Policy experts at the world’s leading professional association of Environment and Sustainability professionals has today welcomed Prime Minister Teresa May’s confirmation that an overhaul of technical education and skills will form a central part of the Plan for Britain – but warns the strategy must be one for the long term.

Martin Baxter, Chief Policy Advisor at IEMA said this morning that the approach and predicted investment in building a stronger technical skills portfolio to boost the UK’s productivity and economic resilience is positive, and presents an opportunity to drive the UK’s skills profile and commitment to sustainability outside of the EU.

Commenting on the launch of the Government’s Industrial Strategy Green Paper, Baxter said today:

“Government must use the Industrial Strategy as an opportunity to accelerate the UK’s transition to a low-carbon, resource efficient economy – one that is flexible and agile and which gives a progressive outlook for the UK’s future outside the EU.

We welcome the focus on skills and education, as it is vital that tomorrow’s workforce has the competence and capability to innovate and compete globally in high-value manufacturing and leading technology.

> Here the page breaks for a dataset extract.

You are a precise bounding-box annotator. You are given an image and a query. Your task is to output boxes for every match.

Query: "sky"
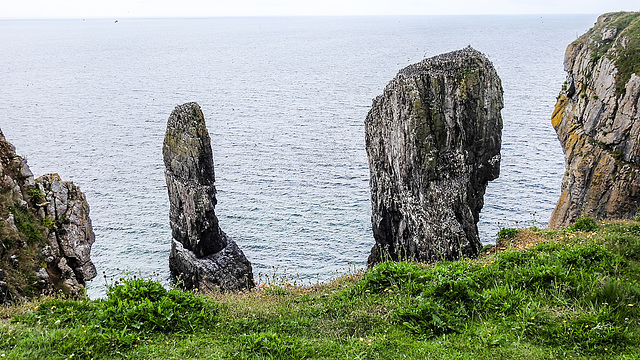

There is a real opportunity with the Industrial Strategy, and forthcoming 25 year Environment Plan and Carbon Emissions Reduction Plan, to set long-term economic and environmental outcomes which set the conditions to unlock investment, enhance natural capital and provide employment and export opportunities for UK business.

We will ensure that the Environment and Sustainability profession makes a positive contribution in responding to the Green Paper.”